To Avoid FLSA Retaliation, Don’t Miss the Oral Complaints

To Avoid FLSA Retaliation, Don’t Miss the Oral Complaints

The Department of Labor (DOL) recently reminded field investigators to be on the lookout for retaliation against employees that are seeking to enforce their rights under the Fair Labor Standards Act (FLSA).  On March 10, 2022, the DOL issued Field Assistance Bulletin 2022-02 (FAB) to specifically address FLSA retaliation.  After providing a general overview of the FLSA and the requirement to pay minimum wage and overtime for all hours worked over 40 in a workweek, the DOL, in a nutshell, reminds field investigators that anti-retaliation protections remain alive and viable.  As such, workers should have the ability to make inquiries about the correct payment of wages and other benefits without fear of adverse employment actions that constitute retaliation.  Interestingly, the FAB identifies vulnerable employees such as “those making the lowest wages, immigrant workers, workers of color, and women from exercising their workplace rights and ensuring they are paid the wages they are owed and afforded other protections under the law.” The DOL then pinpoints specific attention at retaliation by stating  “it continues to be of paramount importance that WHD [Wage and Hour Division] fully enforce the anti-retaliation provisions of the laws it administers to prevent and stop retaliation as early as possible.  (Emphasis added)

Provision for Employees Who are Nursing Mothers

While many employers have some understanding of compliance with the more well-known provisions of the FLSA, employers should not forget about lesser known provisions such as the one that requires the employer to provide reasonable break time for an employee to express breast milk and  “a place, other than a bathroom, that is shielded from view and free from intrusion from coworkers and the public, which may be used by an employee to express breast milk.”  29 U.S.C. § 207(r).  The provision is in effect for “one year after the child’s birth each time such employee has need to express the milk.” Further, because the DOL also enforces the Family Medical Leave Act (FMLA), a friendly visit from the DOL could also include questions about the FMLA and other provisions of the FLSA that may be pertinent to a specific industry.

Taking an adverse action against employees that are seeking to enforce their rights under the FLSA could land the employer in a sticky retaliation action with the DOL or in a private lawsuit.  The FAB lays out potential adverse actions such as termination, confiscating immigration documents, disciplinary actions, threats to employees or their families, reduction in working hours, shift changes or elimination of premium pay, demotion or other such actions. 

Employee Friendly Complaint

The FLSA standard for engaging in protected activity is employee friendly, meaning that the employee has engaged in protected activity if the employee expresses a belief that he/she has been paid improperly even if the employer can clearly establish correct payment.

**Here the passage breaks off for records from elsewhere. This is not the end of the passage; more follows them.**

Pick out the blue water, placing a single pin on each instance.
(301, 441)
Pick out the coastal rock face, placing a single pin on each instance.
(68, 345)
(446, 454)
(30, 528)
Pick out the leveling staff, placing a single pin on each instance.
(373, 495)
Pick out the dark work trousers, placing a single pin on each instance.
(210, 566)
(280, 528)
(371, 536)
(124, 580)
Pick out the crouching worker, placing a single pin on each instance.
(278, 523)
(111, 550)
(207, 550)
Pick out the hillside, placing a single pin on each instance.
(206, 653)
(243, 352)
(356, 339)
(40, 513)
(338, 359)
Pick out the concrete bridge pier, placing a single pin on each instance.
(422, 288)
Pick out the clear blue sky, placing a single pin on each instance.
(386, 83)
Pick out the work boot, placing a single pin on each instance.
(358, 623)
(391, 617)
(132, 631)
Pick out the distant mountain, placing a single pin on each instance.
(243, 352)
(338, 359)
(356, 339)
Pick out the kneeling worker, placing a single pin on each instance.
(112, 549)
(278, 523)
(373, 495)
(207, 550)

Further, even if the employee has not engaged in protected activity, but the employer believes the employee engaged in protected activity and takes an adverse action based on the employer’s belief, the employee is still allowed to bring a retaliation claim. 

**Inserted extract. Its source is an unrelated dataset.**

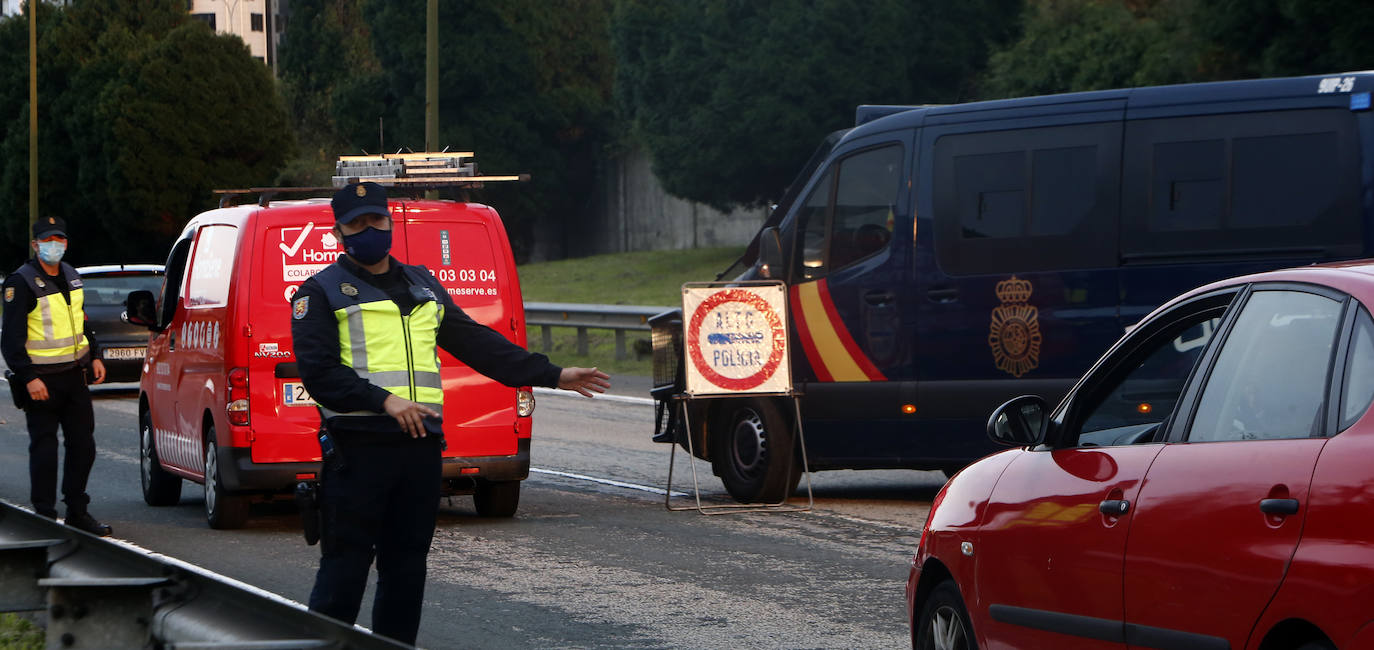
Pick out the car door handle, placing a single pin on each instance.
(1115, 507)
(878, 298)
(1278, 506)
(943, 294)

While there must be causal connection between the protected activity and the adverse employee action, consistent with other employment law statutes, according to the FAB, “because section 15(a)(3) prohibits “any person” from retaliating “against any employee” it follows that a “person” or an entity does not need to be an employer in order to violate section 15(a)(3), and that the employee who filed a complaint or engaged in any other protected activity does not need to be an employee of that “person.” The breadth of this definition of “person” has been alleged to have included an employer’s outside counsel even though the counsel does not meet the definition of “employer” as defined in other provisions of the FLSA.[1]  Section 215(a)(3) may also apply in situations where there is no current employment relationship between the parties, for example, protecting an employee from retaliation by a former employer.  Just like retaliation provisions under the EEOC, employees claiming FLSA retaliation  are protected based on both for opposing the unlawful act and for participating in an investigation of an unlawful act.

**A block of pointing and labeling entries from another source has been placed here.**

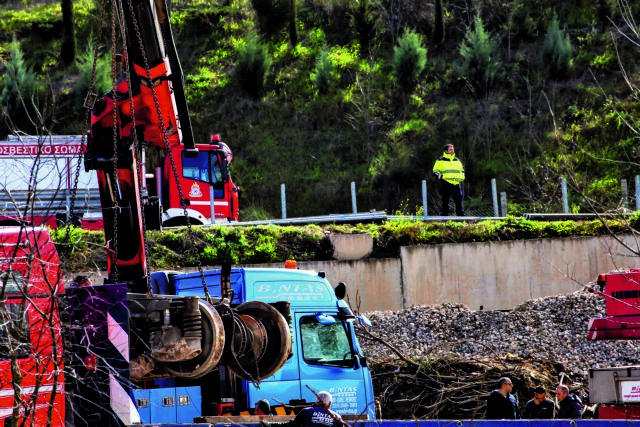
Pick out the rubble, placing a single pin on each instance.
(553, 328)
(450, 351)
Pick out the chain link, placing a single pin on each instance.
(167, 145)
(87, 115)
(116, 207)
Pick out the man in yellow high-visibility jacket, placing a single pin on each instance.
(449, 170)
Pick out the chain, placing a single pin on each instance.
(165, 138)
(88, 105)
(136, 149)
(116, 207)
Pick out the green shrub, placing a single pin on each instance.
(324, 72)
(102, 83)
(273, 15)
(367, 25)
(438, 30)
(253, 65)
(481, 58)
(556, 50)
(19, 85)
(68, 48)
(409, 60)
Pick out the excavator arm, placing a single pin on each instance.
(149, 105)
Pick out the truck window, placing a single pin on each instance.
(14, 330)
(325, 344)
(196, 168)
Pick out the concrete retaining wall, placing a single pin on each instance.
(493, 275)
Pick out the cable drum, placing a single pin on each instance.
(262, 345)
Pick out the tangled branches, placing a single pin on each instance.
(453, 388)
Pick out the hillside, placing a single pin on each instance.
(83, 251)
(521, 117)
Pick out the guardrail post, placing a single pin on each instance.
(494, 195)
(68, 201)
(212, 204)
(565, 197)
(503, 202)
(284, 202)
(638, 192)
(424, 199)
(353, 197)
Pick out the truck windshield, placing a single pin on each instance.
(198, 167)
(325, 344)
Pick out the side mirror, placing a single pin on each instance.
(364, 320)
(325, 319)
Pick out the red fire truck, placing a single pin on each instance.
(45, 200)
(616, 390)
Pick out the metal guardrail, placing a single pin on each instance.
(48, 202)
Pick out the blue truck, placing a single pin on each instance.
(325, 352)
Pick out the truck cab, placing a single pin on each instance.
(326, 354)
(205, 182)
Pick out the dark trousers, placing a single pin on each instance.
(451, 190)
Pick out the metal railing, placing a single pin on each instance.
(48, 202)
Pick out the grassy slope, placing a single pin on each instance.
(527, 130)
(84, 250)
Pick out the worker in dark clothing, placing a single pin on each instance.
(449, 170)
(569, 405)
(539, 408)
(262, 407)
(319, 415)
(502, 405)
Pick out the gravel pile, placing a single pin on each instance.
(553, 328)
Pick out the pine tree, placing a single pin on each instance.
(68, 49)
(557, 50)
(438, 32)
(19, 83)
(253, 66)
(481, 65)
(409, 60)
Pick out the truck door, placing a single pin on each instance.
(200, 174)
(330, 360)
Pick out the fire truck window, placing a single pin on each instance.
(215, 166)
(196, 168)
(324, 344)
(14, 330)
(13, 282)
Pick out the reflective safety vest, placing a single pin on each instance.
(449, 168)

The FAB provides examples of what FLSA retaliation looks like and how employers could miss the fact that the employee is actually trying to assert their rights.  When specific examples are provided, offended employees may be more likely to think about their own situations and seek relief if their experience looks like the example. The FAB provides the following examples that could subject the employer to an investigation by the Wage and Hour Division (WHD):

Example 1:  Employee calls WHD about overtime.

Nelson works as a cook at a restaurant and contacts WHD confidentially to inquire about

overtime pay.  Nelson tells another cook what he learned from WHD and his co-worker

tells someone on the wait staff.  Later that day, their manager overhears two wait staff

talking about the call and terminates Nelson’s employment.  

In this scenario, terminating Nelson’s employment because he contacted WHD (or was

suspected of contacting WHD) would be prohibited.  WHD may investigate or Nelson

may file a private cause of action seeking appropriate remedies, including, but not limited

to, reinstatement, lost wages, and liquidated damages.  

Example 2:  Employee asks for additional break time to express breast milk. 

Aisha is a new mother who works for a call center.  She uses her lunch break to express

breast milk and needs additional time to finish pumping before she is able to return calls

at her work station.  Her boss complains when she is late returning from lunch and tells

her she cannot use any time beyond her meal break for “personal stuff.”  When Aisha

asks if she has a right to take another break for pumping later in the day, her boss sends

her home for the rest of her shift without pay. 

In this scenario, Aisha was sent home for attempting to exercise her rights under the

FLSA.  After investigating, WHD, in addition to requiring the employer to provide the

requisite time and space for nursing mothers in compliance with the law, determines

Aisha may also be entitled to back pay and liquidated damages for wages she lost when

her boss sent her home in retaliation for requesting a break.   

While these examples may not apply to all employers, retaliation may come in other subtle ways.  If retaliation is found, the aggrieved employee could be entitled to lost wages, liquidated damages, reinstatement and liquidated damages.  Claims under the FLSA are subject to a two-year statute of limitations and three years if the violation is found to be willful.

As employers focus on complying with the requirements of the FLSA, don’t let the nuances of the retaliation  provisions become a trip wire.  Instead, pay attention to employee complaints, verbal and written and respond in a non-retaliatory manner. An annual update on FLSA provisions ensures that newly appointed managers and supervisors can be on the lookout as well.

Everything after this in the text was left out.